Yöresel Peynir Çeşitleri Peynir Festivalinde Tanıtıldı...
Bodrum'da 4 gün sürecek "4. Uluslararası Peynir Festivali" Oasis Alışveriş Merkezi'nde başladı. Anadolu'nun farklı bölgelerinde üretilen yöresel peynir çeşitlerinin ziyaretçilerin beğenisine sunulduğu festivale, ilçe sakinleri ve tatilciler ilgi gösterdi.
Slow Food
Yaveş Gari Bodrum Birliğince, Oasis Alışveriş Merkezinde gerçekleştirilen festivale, Türkiye'nin birçok bölgesinden peynir üreticileri katılıyor. KKTC ve İtalya'dan de peynir ustaları, festivale konuk olarak katılıyor.

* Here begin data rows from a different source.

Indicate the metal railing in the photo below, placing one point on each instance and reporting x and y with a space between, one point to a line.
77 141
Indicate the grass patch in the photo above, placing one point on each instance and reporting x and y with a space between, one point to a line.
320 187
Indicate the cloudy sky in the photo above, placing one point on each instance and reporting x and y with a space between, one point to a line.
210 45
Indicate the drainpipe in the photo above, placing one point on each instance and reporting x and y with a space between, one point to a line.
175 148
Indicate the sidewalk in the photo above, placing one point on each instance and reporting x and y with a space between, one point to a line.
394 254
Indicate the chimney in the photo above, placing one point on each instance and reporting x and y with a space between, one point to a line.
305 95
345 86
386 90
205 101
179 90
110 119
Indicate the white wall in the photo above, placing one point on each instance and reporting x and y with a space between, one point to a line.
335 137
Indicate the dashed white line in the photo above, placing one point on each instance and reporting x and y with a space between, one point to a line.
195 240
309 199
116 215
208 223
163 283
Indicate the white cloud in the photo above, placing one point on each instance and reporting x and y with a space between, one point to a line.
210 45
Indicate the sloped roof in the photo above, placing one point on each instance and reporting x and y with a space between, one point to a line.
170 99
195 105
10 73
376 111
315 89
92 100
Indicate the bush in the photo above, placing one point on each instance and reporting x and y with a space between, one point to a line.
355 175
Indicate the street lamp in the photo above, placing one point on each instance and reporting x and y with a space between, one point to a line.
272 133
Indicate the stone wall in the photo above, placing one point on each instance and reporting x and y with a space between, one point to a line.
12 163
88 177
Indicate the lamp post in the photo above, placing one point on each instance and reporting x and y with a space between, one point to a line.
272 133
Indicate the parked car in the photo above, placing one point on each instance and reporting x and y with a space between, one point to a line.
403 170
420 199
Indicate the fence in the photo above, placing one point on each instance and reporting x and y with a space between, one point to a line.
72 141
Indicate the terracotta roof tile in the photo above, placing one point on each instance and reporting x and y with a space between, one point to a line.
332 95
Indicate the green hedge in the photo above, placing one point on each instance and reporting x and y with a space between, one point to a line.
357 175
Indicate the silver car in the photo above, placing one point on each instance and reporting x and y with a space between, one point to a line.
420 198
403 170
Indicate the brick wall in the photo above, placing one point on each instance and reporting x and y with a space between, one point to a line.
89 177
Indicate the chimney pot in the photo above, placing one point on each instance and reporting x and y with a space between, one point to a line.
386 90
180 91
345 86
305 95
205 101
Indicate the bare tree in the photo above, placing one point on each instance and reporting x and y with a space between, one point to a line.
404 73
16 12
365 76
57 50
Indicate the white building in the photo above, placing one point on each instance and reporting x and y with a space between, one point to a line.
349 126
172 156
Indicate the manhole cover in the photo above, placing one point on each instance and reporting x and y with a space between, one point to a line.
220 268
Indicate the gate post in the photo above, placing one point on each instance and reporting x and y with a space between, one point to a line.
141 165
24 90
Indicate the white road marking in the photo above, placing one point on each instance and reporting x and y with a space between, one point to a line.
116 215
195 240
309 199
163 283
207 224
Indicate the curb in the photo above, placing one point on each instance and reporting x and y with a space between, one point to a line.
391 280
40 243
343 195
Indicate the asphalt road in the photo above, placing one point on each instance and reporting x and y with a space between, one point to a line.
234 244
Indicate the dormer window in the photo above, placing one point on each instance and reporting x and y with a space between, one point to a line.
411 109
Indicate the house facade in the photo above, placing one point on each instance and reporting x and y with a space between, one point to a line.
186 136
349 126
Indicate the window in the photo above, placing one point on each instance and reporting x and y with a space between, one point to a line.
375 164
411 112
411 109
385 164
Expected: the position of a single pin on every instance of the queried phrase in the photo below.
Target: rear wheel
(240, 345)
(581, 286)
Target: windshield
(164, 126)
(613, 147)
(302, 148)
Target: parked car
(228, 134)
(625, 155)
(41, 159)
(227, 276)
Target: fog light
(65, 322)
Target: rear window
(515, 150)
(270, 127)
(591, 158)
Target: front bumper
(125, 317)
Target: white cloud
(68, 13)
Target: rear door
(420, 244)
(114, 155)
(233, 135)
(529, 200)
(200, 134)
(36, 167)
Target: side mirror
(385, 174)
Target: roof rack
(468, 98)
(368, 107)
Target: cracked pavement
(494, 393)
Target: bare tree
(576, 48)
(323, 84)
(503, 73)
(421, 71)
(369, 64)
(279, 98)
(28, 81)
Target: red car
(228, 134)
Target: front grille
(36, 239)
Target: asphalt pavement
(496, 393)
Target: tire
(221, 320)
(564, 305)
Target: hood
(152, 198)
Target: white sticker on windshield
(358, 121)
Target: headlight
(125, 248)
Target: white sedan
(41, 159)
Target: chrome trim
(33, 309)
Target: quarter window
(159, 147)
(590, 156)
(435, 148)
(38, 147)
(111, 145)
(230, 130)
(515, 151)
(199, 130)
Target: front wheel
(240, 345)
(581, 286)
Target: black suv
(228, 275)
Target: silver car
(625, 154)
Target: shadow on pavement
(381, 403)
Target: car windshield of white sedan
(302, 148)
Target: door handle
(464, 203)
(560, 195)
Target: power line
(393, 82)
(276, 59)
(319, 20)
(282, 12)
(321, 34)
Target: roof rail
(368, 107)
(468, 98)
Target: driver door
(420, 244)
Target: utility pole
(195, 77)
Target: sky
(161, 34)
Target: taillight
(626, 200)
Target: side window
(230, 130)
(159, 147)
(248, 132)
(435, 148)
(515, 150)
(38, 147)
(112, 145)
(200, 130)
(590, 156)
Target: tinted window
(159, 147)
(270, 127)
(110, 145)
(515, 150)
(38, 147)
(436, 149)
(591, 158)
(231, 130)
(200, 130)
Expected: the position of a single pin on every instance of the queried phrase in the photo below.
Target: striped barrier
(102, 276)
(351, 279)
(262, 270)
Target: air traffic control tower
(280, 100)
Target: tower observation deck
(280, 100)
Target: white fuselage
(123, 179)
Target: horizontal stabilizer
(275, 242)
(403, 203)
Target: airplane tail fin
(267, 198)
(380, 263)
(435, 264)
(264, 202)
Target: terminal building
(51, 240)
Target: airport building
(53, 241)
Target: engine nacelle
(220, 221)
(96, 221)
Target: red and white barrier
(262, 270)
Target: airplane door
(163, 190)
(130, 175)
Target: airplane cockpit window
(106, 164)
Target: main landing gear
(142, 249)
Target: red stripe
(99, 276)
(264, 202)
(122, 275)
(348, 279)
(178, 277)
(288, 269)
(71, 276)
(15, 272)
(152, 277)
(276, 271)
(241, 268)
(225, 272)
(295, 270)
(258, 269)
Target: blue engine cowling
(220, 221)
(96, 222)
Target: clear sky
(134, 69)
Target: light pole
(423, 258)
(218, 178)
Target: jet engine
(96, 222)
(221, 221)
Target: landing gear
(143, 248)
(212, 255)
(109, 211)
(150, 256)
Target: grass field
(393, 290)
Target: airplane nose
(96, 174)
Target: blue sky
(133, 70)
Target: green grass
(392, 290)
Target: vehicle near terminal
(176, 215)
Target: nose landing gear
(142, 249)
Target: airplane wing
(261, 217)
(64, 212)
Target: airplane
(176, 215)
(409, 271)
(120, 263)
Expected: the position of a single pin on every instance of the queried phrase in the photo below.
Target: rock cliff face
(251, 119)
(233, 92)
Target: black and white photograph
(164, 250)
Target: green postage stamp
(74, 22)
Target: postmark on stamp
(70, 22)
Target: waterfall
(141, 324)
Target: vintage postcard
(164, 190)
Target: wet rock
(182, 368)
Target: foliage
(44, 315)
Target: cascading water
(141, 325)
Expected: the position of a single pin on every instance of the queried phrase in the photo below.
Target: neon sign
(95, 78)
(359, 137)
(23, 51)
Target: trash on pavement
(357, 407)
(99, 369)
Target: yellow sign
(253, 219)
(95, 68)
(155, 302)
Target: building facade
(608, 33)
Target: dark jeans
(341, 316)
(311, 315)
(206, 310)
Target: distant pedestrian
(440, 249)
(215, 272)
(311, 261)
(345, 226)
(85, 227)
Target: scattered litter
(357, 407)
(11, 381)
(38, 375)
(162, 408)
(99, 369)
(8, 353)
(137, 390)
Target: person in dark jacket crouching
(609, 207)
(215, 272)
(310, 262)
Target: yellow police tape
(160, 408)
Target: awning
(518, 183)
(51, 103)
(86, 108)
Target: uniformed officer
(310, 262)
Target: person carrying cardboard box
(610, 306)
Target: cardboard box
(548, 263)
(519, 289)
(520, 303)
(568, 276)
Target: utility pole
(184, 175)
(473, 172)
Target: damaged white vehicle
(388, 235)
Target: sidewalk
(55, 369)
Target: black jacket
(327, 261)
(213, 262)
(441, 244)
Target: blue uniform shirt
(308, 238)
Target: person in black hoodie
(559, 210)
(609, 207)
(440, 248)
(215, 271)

Festivalin açılış törenine aralarında Bodrum Kaymakamı Bilgehan Bayar, Bodrum Belediye Başkanı Ahmet Aras, İzmir KÖY KOOP Başkanı, Seferihisar Slow Food Teos Lideri ve İzmir Büyükşehir Belediye Başkanı Tunç Soyer’in eşi Neptün Soyer, Muğla Büyükşehir Belediyesi Tarımsal Hizmetler Daire Başkanı Buket Kallem, İzmir Büyükşehir Belediyesi Tarımsal Hizmetler Daire Başkanı Şevket Meriç, Milas Sanayi ve Ticaret Odası Başkanı Reşit Özer, Bodrum İlçe Tarım Müdürü Durmuş Çakır,
Slow Food Yaveş Gari Bodrum Birliği Lideri Deniz Kurtsan ile basın sözcüsü Eren Artu, Cittaslow Lefke KKTC Teknik Koordinatörü Münevver Ebedi Çakmak, Türkiye’nin dört bir yanından peynir üreticileri ve misafirler katıldı.
İlki 2015’te düzenlenen ve Bodrum Kaymakamlığı, Muğla Büyükşehir Belediyesi, Bodrum Belediyesi ve sponsorların destekleriyle bu yıl dördüncüsü gerçekleştirilen Uluslararası Peynir Festivali Slow Cheese Bodrum’da, Anadolu’nun farklı yörelerinde üretilen lezzetli ve yöresel peynir çeşitleri misafirlerin beğenisine sunuldu.
Endüstriyel firmaların rekabet koşullarında ayakta kalmaya çalışan peynir zanaatkarlarının ürettikleri doğal peynirleri doğrudan tüketiciyle buluşturmak ve doğal peynirlerin pazardaki yerini güçlendirmek hedefiyle başlatılan organizasyona, Bodrum ve Muğla’nın yanı sıra Türkiye’nin birçok bölgesinden peynir üreticileri katılım sağladı.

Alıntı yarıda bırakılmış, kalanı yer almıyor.